The snake that bit Declan came from the creek by the golf course. We made fun of him when he cried. Then we made fun of him when he told his parents he’d never go out there with us again. We did it right in front of them. Right in the foyer. We could see on their faces, they didn’t know how to stop us. His mom asked if we wanted to come in and talk about it. She wanted to know if we wanted snacks.
We said no, and then we didn’t leave. We made them tell us to go.
The next time we went to the creek, another snake came out and Declan got bit again. He still cried but he tried to fight it, so no one said anything. We just waited for him to stop.
The time after that, he got bit, too.
It got so that we’d get to the creek and Declan would pull up his sleeve and stick his arm out like a dumb antenna. It got so that the snakes would gather and take turns. It got so that we could see they were establishing a pattern.
Then one snake bit and didn’t stop. You’d think it would take a long time for this thing to stretch out big enough to consume an entire boy. An entire future. All of that disappointment and confusion. All that wanting. But it happened pretty fast.
When Declan was gone and all that was left was a boy-shaped snake with a head on one end and a tail on the other, we ran home and told our parents so they could tell his parents. Our parents called the cops so they could tell Declan’s parents. The cops said they had to investigate first. They called for an ambulance, just in case. The paramedics and police converged at the creek, where they milled around looking for a boy they knew wasn’t there, collecting lost golf balls along the way.
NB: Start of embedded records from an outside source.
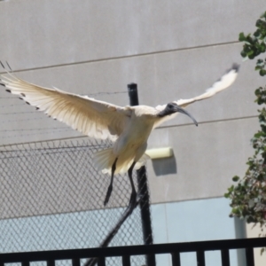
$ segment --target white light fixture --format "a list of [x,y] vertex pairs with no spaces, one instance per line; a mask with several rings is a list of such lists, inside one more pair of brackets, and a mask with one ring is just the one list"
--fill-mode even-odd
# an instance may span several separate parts
[[174,155],[174,152],[171,147],[150,149],[146,150],[145,153],[149,155],[152,160],[168,158]]

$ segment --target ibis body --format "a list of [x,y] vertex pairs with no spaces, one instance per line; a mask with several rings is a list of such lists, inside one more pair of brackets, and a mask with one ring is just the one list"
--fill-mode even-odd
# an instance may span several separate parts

One of them found a ball with the words, My Wife Has My Other Balls, printed on it in some old, dumbass font. They all got a real good kick out of that.
We arrange the balls at the edge of the creek. The paramedics and cops put their hands on their hips and shook their heads. We shook our heads, too. They said, you all have no idea how lucky you are to grow up this close to water.
We pushed the balls into the creek and when they had all disappeared, the police and paramedics packed it in and went to Declan’s house to give his parents the bad news.
At the funeral, everyone treated us like they knew something they couldn’t prove, something they wanted to warn others about, but they didn’t know how to put it into words without coming right out and saying this was all our fault.
We thought it would help if we cried at the casket. We thought someone would console us, or pull us away but they just let us go until our faces were stained with splotches and streaks.
The police and paramedics were at the back of the room. We moved to join them. They shook their heads and left.
Not long after, we left too. It felt good to walk away from each other.
Every couple of years we get together and golf at that same course. There is an alligator that lives there. He doesn’t give a shit about us. Any time we come across him, one of us goes over and yells in his face. We get close enough that we can feel his smell in our mouths. It’s like breathing on another planet.
We yell things like, what the fuck are you here for, and, you better not be here next year.
We say that every time.
We’ve been saying it for years.
One of the guys always takes us out for a steak dinner the night before we play. He acts like this is a big deal, like it’s the only time we get to eat good steak. This same guy got all of us new golf balls with Declan’s name on them.
We call this a tribute and we hit those balls like motherfuckers. We hit them harder than we can control. Most of them go off into the rough. We don’t bother looking for them. We don’t have to. Steak Dinner has a bag of extras and says there are more in his car. He got enough that we’ll never run out.
Halfway through the game, it feels like we’re going to be there forever, and we start to see our own names on the balls in that same, old, dumbass font. We know this isn’t right. We blame the sun. We blame alcohol and time. We blame no one understanding us as much as we think they should have any time we felt wounded.
We hit the balls just as hard, maybe even harder. And when they disappear in the trees or back by the creek, we don’t hesitate to reach for another. We force eye contact with each other. We need each other to know this does not phase us. This isn’t even a blip.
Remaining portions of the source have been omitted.